Jennifer tells me that when she needed a loan, she didn’t consider looking for alternatives to payday. “I have a bank account in Chase and Bank of America—they don’t do stuff like that [making small loans]. Maybe if I would’ve had a credit union, but I don’t have a credit union.”

Andrea Kovach, a staff attorney at the Sargent Shriver National Center on Poverty Law, helped organize a 2009 symposium designed to promote alternative small loans in Illinois. The Shriver Center and other think tanks and policy advocates comprise the Illinois Asset Building Group, a coalition that aims to promote long-term financial stability in poor communities in Illinois. As activists work to regulate payday lenders at the legislative level, Kovach says, they’d also like to “try to increase the supply of responsible alternatives to payday loans.”

Part of the battle is convincing banks that making loans to poor people is sustainable—and maybe even profitable. A few banks make such loans; Kovach points to Lake Forest Bank and Trust, which offers a small loan with an interest rate a little over 8 percent. And most every consumer activist I spoke with identified a local exemplar in the Payday Alternative Loan (PAL) offered by North Side Community Federal Credit Union in Uptown.

CEO Jennifer Sierecki says that North Side instituted the PAL in 2002 at the behest of its members. One customer in particular, Sierecki says, had about seven payday loans outstanding. “She owed about $2,800 in total, and had already paid about $3,000 in interest and fees, and the principal hadn’t been paid down. My predecessor, Ed Jacob—he said, well, we can do something that’s more reasonably priced and can provide people with options.” (Jacob was mentioned in a 2008 Newsweek article by Daniel Gross, “A Risk Worth Taking,” as an “ethical subprime lender.”)
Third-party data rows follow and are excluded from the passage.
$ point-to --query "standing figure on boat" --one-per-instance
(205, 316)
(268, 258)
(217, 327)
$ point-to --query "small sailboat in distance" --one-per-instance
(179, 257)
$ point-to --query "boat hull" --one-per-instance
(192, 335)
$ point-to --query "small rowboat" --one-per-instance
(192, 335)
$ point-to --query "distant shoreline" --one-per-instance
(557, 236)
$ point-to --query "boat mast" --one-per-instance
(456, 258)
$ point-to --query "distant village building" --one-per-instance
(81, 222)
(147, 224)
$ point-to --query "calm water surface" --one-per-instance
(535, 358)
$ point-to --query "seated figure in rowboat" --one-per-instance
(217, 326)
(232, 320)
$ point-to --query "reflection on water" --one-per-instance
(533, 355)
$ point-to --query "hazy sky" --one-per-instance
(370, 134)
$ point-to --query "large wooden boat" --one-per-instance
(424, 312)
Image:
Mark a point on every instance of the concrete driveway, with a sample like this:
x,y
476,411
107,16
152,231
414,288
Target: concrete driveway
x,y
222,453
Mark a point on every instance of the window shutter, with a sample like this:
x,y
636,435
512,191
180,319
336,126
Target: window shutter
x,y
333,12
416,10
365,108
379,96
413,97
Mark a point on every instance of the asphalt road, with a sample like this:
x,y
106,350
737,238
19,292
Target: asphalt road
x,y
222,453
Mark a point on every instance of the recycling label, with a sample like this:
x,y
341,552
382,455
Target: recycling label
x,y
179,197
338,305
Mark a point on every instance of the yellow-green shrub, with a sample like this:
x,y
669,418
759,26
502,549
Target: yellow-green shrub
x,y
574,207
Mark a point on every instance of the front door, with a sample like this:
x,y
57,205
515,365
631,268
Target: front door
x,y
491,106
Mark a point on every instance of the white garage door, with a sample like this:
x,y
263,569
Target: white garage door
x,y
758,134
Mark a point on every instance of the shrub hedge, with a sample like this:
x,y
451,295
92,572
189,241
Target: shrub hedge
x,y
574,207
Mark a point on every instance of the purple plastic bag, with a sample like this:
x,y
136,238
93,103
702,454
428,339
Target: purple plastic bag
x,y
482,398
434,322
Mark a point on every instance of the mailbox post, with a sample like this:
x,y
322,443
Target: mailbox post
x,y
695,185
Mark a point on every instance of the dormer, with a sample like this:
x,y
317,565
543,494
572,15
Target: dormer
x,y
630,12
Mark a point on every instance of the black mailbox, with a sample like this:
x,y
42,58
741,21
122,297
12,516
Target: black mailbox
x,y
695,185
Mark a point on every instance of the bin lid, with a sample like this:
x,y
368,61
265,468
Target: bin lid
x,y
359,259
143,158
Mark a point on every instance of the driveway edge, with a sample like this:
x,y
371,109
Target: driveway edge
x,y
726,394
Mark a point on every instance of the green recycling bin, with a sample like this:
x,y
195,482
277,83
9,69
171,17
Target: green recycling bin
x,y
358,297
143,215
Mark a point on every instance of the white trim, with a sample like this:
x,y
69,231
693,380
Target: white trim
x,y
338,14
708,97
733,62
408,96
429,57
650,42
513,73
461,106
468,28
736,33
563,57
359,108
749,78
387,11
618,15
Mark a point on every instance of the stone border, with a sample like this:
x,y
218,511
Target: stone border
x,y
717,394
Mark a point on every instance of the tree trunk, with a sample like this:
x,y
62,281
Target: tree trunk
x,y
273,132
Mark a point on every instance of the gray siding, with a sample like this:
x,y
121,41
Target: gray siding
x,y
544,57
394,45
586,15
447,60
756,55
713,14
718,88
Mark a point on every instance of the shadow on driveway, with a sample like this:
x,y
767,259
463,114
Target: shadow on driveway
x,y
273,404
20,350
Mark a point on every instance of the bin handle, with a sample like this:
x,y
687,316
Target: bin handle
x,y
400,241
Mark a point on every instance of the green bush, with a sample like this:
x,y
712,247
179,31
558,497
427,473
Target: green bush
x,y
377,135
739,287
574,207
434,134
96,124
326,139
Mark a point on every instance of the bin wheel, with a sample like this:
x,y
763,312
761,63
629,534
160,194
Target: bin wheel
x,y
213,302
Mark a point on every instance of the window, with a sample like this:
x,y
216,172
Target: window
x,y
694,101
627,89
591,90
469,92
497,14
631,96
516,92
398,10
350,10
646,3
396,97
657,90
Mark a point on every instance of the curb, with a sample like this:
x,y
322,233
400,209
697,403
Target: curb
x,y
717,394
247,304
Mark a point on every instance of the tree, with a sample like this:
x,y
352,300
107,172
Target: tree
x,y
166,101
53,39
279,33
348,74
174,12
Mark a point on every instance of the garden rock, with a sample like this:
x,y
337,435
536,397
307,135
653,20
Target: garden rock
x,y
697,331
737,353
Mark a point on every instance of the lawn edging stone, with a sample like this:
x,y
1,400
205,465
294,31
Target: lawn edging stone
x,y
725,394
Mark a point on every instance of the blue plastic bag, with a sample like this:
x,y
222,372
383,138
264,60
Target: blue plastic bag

The standard PAL is $500 (repeat customers are eligible for a $1,000 “Step Up” loan), available every six months at 16.5 percent interest. Though the program has been successful—North Side has made about 6,000 small loans since its introduction—it’s only available to credit union members. Sierecki says that in 2003, North Side made the loan available to nonmembers. But because of losses from delinquencies, after two years the credit union restricted the loans to members again.

Andrea Kovach says that community banks and credit unions have generally been more enthusiastic than larger banks about making small-dollar loans—but even they have grown reluctant during the slumping economy. Institutions that do offer such loans aren’t always eager to publicize them for fear of an onslaught of customers. “There’s a sense that ‘If we put up the billboards, our doors will be rushed by all these people that want to get this loan,'” Kovach says.

Like DeLaforgue, Kovach says the regulations that went into effect in March offer “necessary consumer protections.” But she’s skeptical about the impact they’ll have on the landscape of the payday lending industry—and on the nascent attempts of financial institutions to provide alternatives. “Unless some really large national banks get into the game of offering responsible alternative small-dollar loans, it’s going to be hard to really make a dent.”